How To Survive A Bear Market
You’ve doubtlessly already heard about the terms ‘bull market’ and ‘bear market’. What do these really mean? A bear market is simply when you have a drop in a large number of share prices over a relatively long period of time. Traders normally talk about a bear market when prices have dropped at least 20% over a period of no less than two months. As more and more people sell their stocks, market prices are pushed down even further.
A bull market is just the opposite: A prolonged, widespread rise in the price of a large number of stocks. While the pessimism behind a market with declining prices drives it even further down, the optimism underlying a bull market drives the prices to even higher levels.
Do not confuse the terms ‘bear market’ and ‘market correction’. A market correction happens regularly and is simply a small downward movement in prices after a sharp price increase. This happens when traders sell stocks to cash in on the profits they made during the increase in prices.
It’s easy to see how one can make money in a bull market. In fact, it’s hard not to make money in such a market. But how can you make money in a declining market?

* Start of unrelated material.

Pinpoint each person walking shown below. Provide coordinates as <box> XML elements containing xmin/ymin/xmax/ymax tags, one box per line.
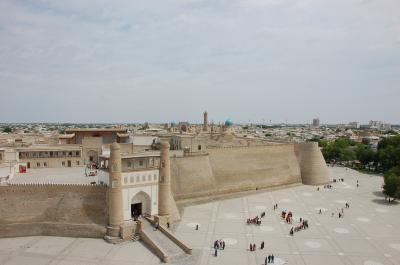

One such way is if you could accurately predict the end of the falling market and then buy a selection of top quality stock tips. Although you can use a variety of fundamental and technical indicators to help you with predicting the turning point, it remains very difficult. Even the best of traders often fail to correctly predict the turning point of a slumping market.
Another possibility is to sell stocks short. What you in effect do is to borrow stocks from a brokerage and sell them to a third party at the current high price. Once the price has dropped, you buy them back and refund the brokerage. You should only do this with stocks which are virtually sure to drop in price.
You have one other possible course of action if you want to make money in a bear market: buy put options. This type of option actually rises in value as the price of the underlying share goes down. As with short selling stocks, if you are wrong about the market and it actually goes up, you will lose the money you paid for these put options.